College bro to cop: Why, yes, every bro at this house party has COVID

Look, I don’t want to overreact.

But if Trump wants to start rounding up the college kids and putting them in camps, I’m willing to hear him out.

“It’s a safety issue,” he might say. That might be a nice October surprise if he finds himself still trailing Biden in the final week or two of the race.

Let me quote this bit from a NYT story about the University of Illinois again even though I quoted it already this morning. It fits too well with the clip below not to re-up it. Some college students are so irresponsible that scientists can’t even model their behavior effectively to plan for COVID. They’ve been operating on the assumption that a student who tests positive will react rationally by isolating themselves from others. Not so, my dude.

Second, they had indeed taken into account college partying and quite a bit of it — more than 7,000 students partying three times a week in their model.

What the scientists had not taken into account was that some students would continue partying after they received a positive test result. “It was willful noncompliance by a small group of people,” Dr. Goldenfeld said.

Those were the key ingredients for a few people infecting many others. “If you know you are positive,” Dr. Elbanna said, “and you go to a party, that’s not just a bad act. That’s very, very dangerous.”

It’s not just happening in Illinois, needless to say.
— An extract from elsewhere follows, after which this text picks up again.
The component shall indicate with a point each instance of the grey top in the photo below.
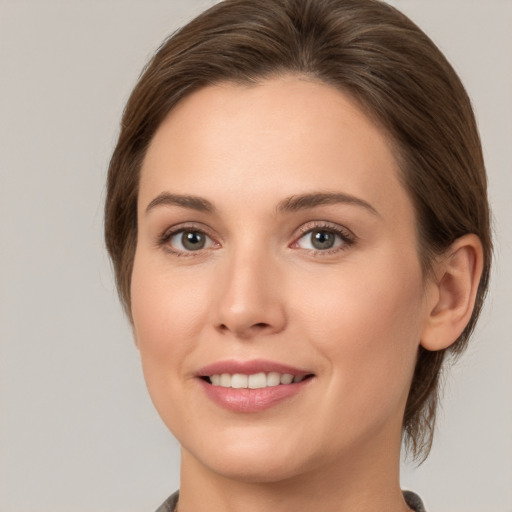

Here’s something from Texas that makes me want to open a vein, via TMZ (caution: profanity):

The clip below comes from Miami University in Ohio. The party there started early last month and it ain’t stopping for no virus:

Miami University has been the single largest contributor to Butler County’s case count since mid-August, according to Ohio Gov. Mike DeWine. He and Miami University president Gregory Crawford attribute the school’s cases — 1,117 of them, most diagnosed in the last two weeks — to off-campus house parties exactly like the one recorded over the weekend.

Although Miami delayed the start of in-person instruction, Crawford said upperclassmen moved back into town in August and began partying when they got there.

“Those early weekends in August, we saw an uptick in parties and gatherings,” he said. “I think that’s what is responsible for the surge today.”

The bodycam video was recorded over Labor Day weekend and starts out as a rudimentary infraction of social-distancing rules. Then it takes a turn halfway through when the cop runs a background check on the bro in the shades and discovers — whoops — he has the ‘rona. Do the other people at the party know? he asks the kid. Sure, he says. They all have it too.

Bear in mind that there were reportedly 20 people or so inside the house while this went on — and some guests were leaving when the cop arrived. Did all 20+ *really* have COVID, and did they all know that? Or did some guests show up not knowing or caring because, hey, free beer?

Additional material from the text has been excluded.